Aythami regresó a Donosti la tarde anterior. Las obligaciones mandan, así que partimos cinco, sin desayunar, de Larrasoaña en busca de la primera etapa maratoniana del camino de este año.
Hubo muchos debates al respecto. Isidro deseaba hacer las etapas más canónicamente, pero yo estimaba que algunas se quedan cortas para el nivel del grupo. Además, en mi pensamiento, está disfrutar de algunos puntos que normalmente atravesamos raudos, ya que siempre nos hospedamos en los mismos lugares. Por otra parte está el problema de las restricciones, más estrictas cuanto más notable la localidad, lo que siempre es un fastidio. Al final llegamos a una entente cordial: adelantar una etapa en los dos siguientes días para, a partir de Los Arcos, continuar con las etapas más clásicas. La etapa anterior ya dejamos cinco kilómetros atrás a los peregrinos que salieron de Roncesvalles el domingo. No volveremos a saber de ellos.

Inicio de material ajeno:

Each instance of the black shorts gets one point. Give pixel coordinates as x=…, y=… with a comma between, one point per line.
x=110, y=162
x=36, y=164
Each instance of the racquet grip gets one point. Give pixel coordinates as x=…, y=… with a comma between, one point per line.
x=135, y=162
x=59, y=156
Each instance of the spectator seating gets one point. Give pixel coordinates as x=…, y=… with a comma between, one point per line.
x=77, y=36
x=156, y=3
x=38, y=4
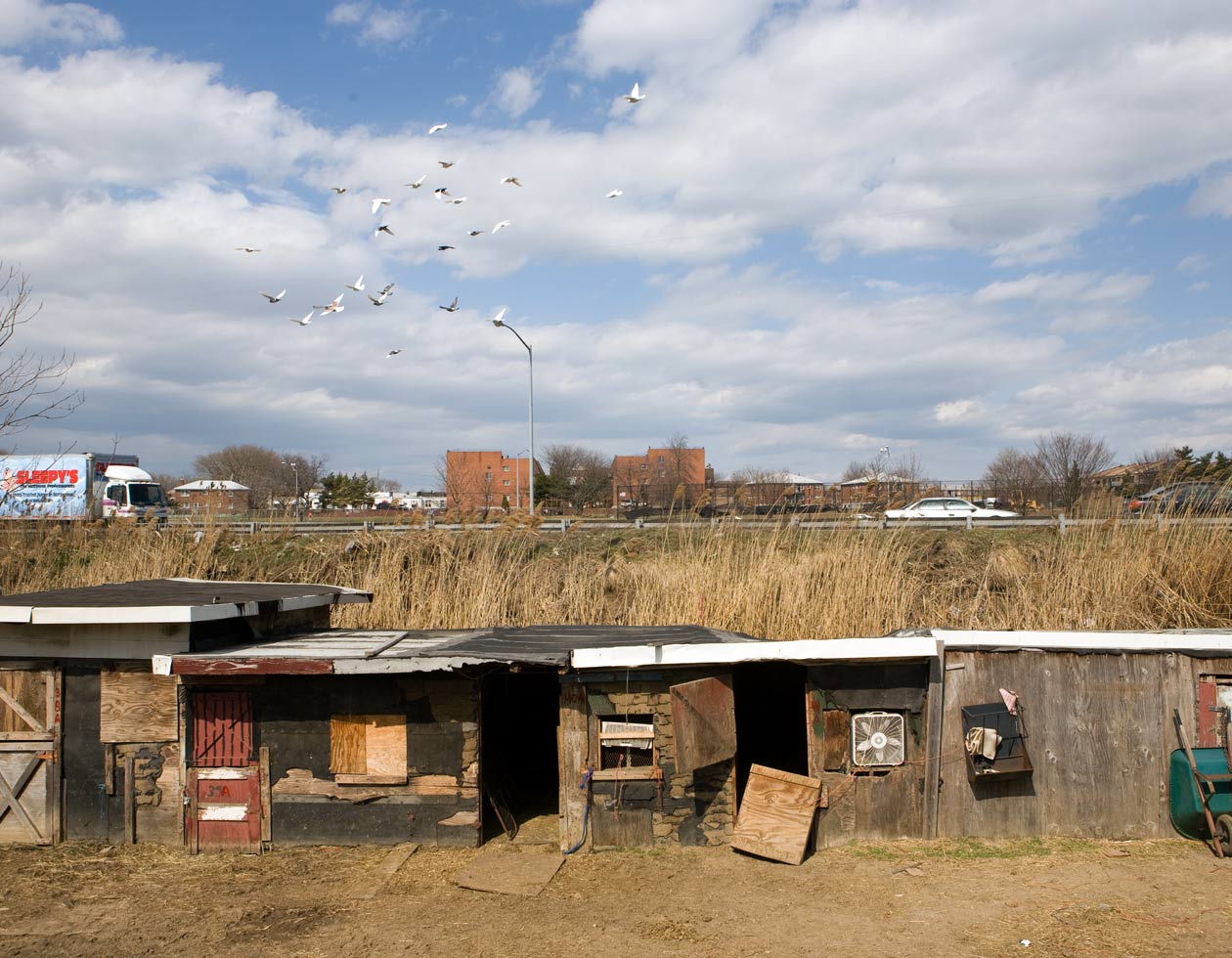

La mañana es fresca pero despejada. A lo lejos se intuye el urbanismo de la capital navarra. Los pequeños pueblos todavía no han despertado y no encontramos un lugar donde romper el ayuno nocturno. Cruzamos la carretera y ascendemos y descendemos una colina hasta los pies de Villava, primer núcleo importante del día. A partir de este punto enlazamos mucho adoquín y semáforo seguido por Burlada y Pamplona. Pero antes nos tomamos un descanso desayunando una majestuosa tortilla, por lo enorme del tamaño, en el Café Paradise. La terraza del local ocupa un buen trozo de la Calle Mayor, o Nagusia, de la localidad y es la primera que vemos abierta en toda la mañana. No hace nada de calor, pero se agradece no compartir un espacio interior pequeño con demasiada gente. Así que casi todos los clientes estamos en la calle.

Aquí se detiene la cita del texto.